Misc Notes On Cloud Providers

ongoing notes comparing computing resources

Comparing compute resources:

  • AWS EC2, DigitalOcean, and Google Compute Engine look significantly cheaper than Rackspace, Azure, etc. (The Economist has estimated that AWS EC2 prices are roughly 3% below cost).

  • DigitalOcean tends to have the lowest price point for on-demand use of a given set of resources; usually comparable to the Amazon or EC2 persistent (e.g. monthly) use. All-inclusive pricing (storage, networking etc) and limited options make choices simple and total costs easy to anticipate, though lack the flexibility to fine-tune a configuration to pay for exactly what you need.

  • Google offers the best rate for higher-cpu instances, (e.g. 16 cores); primarily by provisioning them with less memory (0.9 GB/core) than DO or EC2.

  • Google configures disk space separately from instance type. Cost of $0.04 per GB for spinning disk storage, is quite a bit cheaper than the ~ $0.10/GB for AWS EBS, and in fact nearly S3 price ~ $0.03. This makes it a potentially compelling platform for high storage, low compute instances.

Presumably this is non-local storage like EBS, since they also offer a (very expensive) local SSD option (limited to 375 GB increments, each inc at $81.75 / mo). Though if the non-local nature creates a significant latency, it isn’t clear why one would buy non-local SSD option for $0.17/GB.

Using Google Compute Engine

Web interface is cleaner but much less flexible than Amazon’s, most tasks must be done with the commandline SDK tool instead, gcloud (such as modifying firewall settings other than port 80 and port 443). For instance, this tutorial on running an Ubuntu Snappy Core image instead of the usual defaults.

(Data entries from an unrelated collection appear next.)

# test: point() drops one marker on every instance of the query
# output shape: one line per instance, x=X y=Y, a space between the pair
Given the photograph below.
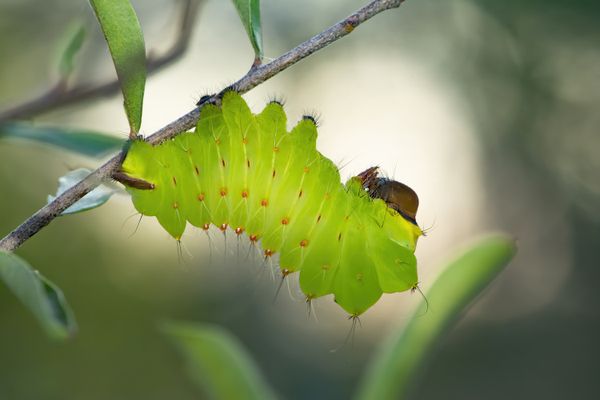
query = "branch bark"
x=255 y=76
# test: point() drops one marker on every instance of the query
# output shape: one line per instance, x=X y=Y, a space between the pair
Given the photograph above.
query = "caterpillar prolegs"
x=247 y=172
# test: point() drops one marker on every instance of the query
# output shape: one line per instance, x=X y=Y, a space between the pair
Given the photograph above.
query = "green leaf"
x=88 y=143
x=93 y=199
x=393 y=368
x=218 y=362
x=126 y=44
x=76 y=37
x=249 y=11
x=43 y=298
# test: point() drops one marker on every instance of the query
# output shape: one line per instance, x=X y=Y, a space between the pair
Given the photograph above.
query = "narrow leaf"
x=249 y=11
x=43 y=298
x=126 y=44
x=218 y=362
x=398 y=359
x=93 y=199
x=88 y=143
x=76 y=37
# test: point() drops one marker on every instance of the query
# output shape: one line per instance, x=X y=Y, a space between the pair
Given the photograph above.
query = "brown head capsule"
x=396 y=195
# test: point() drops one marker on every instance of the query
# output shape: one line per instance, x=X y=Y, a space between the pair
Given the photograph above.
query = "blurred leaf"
x=249 y=11
x=88 y=143
x=218 y=362
x=44 y=299
x=392 y=369
x=76 y=37
x=93 y=199
x=126 y=44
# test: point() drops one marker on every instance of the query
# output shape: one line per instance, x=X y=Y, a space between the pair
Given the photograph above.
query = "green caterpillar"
x=246 y=171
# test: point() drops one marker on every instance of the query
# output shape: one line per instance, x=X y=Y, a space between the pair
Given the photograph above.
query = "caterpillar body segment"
x=247 y=172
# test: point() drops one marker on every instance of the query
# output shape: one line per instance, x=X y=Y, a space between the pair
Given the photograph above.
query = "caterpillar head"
x=396 y=195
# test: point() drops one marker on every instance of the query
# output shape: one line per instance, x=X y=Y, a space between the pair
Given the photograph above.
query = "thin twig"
x=254 y=77
x=61 y=95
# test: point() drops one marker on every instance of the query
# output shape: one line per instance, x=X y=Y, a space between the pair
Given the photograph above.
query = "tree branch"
x=256 y=75
x=61 y=95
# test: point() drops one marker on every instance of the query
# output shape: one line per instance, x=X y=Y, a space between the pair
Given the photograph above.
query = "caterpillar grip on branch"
x=247 y=172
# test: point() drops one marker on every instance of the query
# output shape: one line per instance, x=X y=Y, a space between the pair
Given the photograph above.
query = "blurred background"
x=489 y=110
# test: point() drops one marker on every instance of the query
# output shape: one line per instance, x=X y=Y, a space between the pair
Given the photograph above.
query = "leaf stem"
x=253 y=78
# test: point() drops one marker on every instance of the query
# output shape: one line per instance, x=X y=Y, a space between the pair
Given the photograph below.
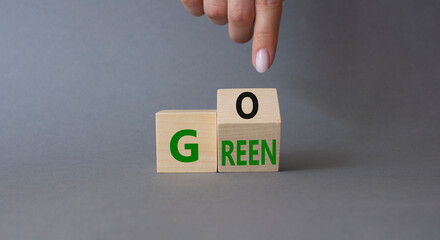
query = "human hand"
x=260 y=18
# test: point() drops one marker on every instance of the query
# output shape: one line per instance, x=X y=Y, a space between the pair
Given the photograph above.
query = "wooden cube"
x=186 y=141
x=248 y=130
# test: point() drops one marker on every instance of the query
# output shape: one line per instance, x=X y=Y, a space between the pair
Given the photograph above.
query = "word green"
x=189 y=146
x=252 y=152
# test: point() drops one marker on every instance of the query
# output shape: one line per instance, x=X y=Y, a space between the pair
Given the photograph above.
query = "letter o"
x=254 y=107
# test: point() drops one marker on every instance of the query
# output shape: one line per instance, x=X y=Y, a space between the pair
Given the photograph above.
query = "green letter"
x=228 y=153
x=265 y=148
x=240 y=152
x=193 y=147
x=252 y=152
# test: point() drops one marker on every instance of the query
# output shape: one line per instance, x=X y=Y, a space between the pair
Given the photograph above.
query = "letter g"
x=189 y=146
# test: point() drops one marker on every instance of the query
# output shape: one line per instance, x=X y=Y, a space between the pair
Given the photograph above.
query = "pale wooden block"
x=259 y=132
x=201 y=123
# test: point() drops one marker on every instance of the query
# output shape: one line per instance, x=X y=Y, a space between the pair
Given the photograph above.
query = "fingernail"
x=262 y=60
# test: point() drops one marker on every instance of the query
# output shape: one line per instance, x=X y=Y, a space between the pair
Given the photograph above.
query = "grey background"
x=80 y=81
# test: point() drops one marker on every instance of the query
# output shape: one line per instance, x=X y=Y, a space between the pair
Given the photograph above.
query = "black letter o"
x=254 y=102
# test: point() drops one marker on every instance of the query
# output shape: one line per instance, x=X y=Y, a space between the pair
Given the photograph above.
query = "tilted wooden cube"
x=186 y=141
x=248 y=129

Docker-machine makes this a bit easier, as usual. The user needs to create a project name and project id on the Google Cloud Engine web interface. Only the project-name is required as an argument to docker-machine (e.g. no authentication token), auth must be done interactively through a web terminal. It doesn’t seem that there is a way to turn on http port or otherwise configure the firewall. By default, all inbound ports are shut. By mapping to port 80 and checking ‘allow http’ in the web interface one can still access an app like RStudio-server (my mapping docker ports appropriately), but there doesn’t seem to be any way to automate this. (In contrast, with Amazon EC2, docker-machine automatically attaches a ‘security-group’ called docker-machine, so a user can customize the ports permitted on that security group to have, e.g. 8787 open by default.)

Performance comparisons

CPU performance varies within a single provider.

  • DO CPUs appear 2.3 - 2.4 Ghz with ~ 15MB cache,
  • Google CPUs around 2.6 Ghz with ~ 20MB cache,
  • Amazon ~ 2.8 Ghz with ~ 25 MB cache

network i/o speeds seem reasonable on all.

Using resources with docker-machine

docker-machine with docker save: after committing the container, this saves the container locally rather than on the host. With even reasonable download speeds ~ 0.5MB/s this is quite slow. DigitalOcean download speeds are ~ 680 Mb/s, and upload about half that. Better yet, pushing the container back to the Hub only pushes the changed layers anyway, so is nearly instantaneous. The Hub also provides a private repo for free.

This provides a pretty compelling workflow of

  • docker-machine create ...
  • docker run <...> user/private and do stuff
  • docker commit container user/private, docker push user/private, docker-machine rm -f ...

in order to deploy one’s work on temporary machine with appropriate power, and then save the work and close the machine. Using docker instead of the standard image ‘snapshots’ is probably faster and nicely independent of the machine and provider; and in this case the snapshot storage is free of cost as well.